Of course Eddie did the hits.
Eddie Murphy returned to Saturday Night Live for the first time since a hosting gig in 1984 (if you don’t count that really weird appearance during the SNL 40 special) last night, and ran through pretty much every character you’d hope to see him do. Gumby, Buckwheat, Velvet Jones: they all popped up. The first of the bunch, though, and the most welcome, was Mr. Robinson.
If you’re somehow not thoroughly middle-aged, maybe some context is needed here. “Mr. Robinson’s Neighborhood” was one of Eddie Murphy’s breakout sketches in the early ‘80s, a time when he was pretty much the only star SNL had. It was a parody of Mr. Rogers, obviously, with the joke being that Mr. Robinson was, um, living rough in a bad part of a New York outer borough.
Well, a lot has changed in the last 40 years. The Brooklyn of 1982 is not the Brooklyn of 2019. So the first “Mr. Robinson’s Neighborhood” sketch in decades hones right in on the gentrification that has overtaken almost all of New York. The ghetto that Mr. Robinson lives in is now home to million dollar apartments, and he’s simply learned how to adjust to his new surroundings. Indeed, he’s made them work for him.
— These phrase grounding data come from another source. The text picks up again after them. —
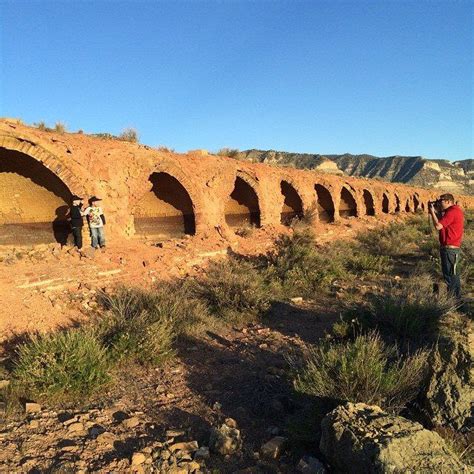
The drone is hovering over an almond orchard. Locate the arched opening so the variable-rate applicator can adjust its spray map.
[395,194,401,212]
[382,193,388,214]
[280,181,303,225]
[363,189,375,216]
[314,184,334,222]
[339,188,357,217]
[413,194,420,212]
[0,148,72,245]
[224,176,260,228]
[133,172,196,240]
Before cable, TV was a wasteland at 11:30 p.m. on Saturdays, which is one reason Saturday Night Live was able to establish itself as a cultural touchstone. If you’re nostalgic for those days, check out the sketch below. One thing Mr. Robinson always had going for him: he always knew when to cut and run, a skill in short supply among SNL writers and performers these days.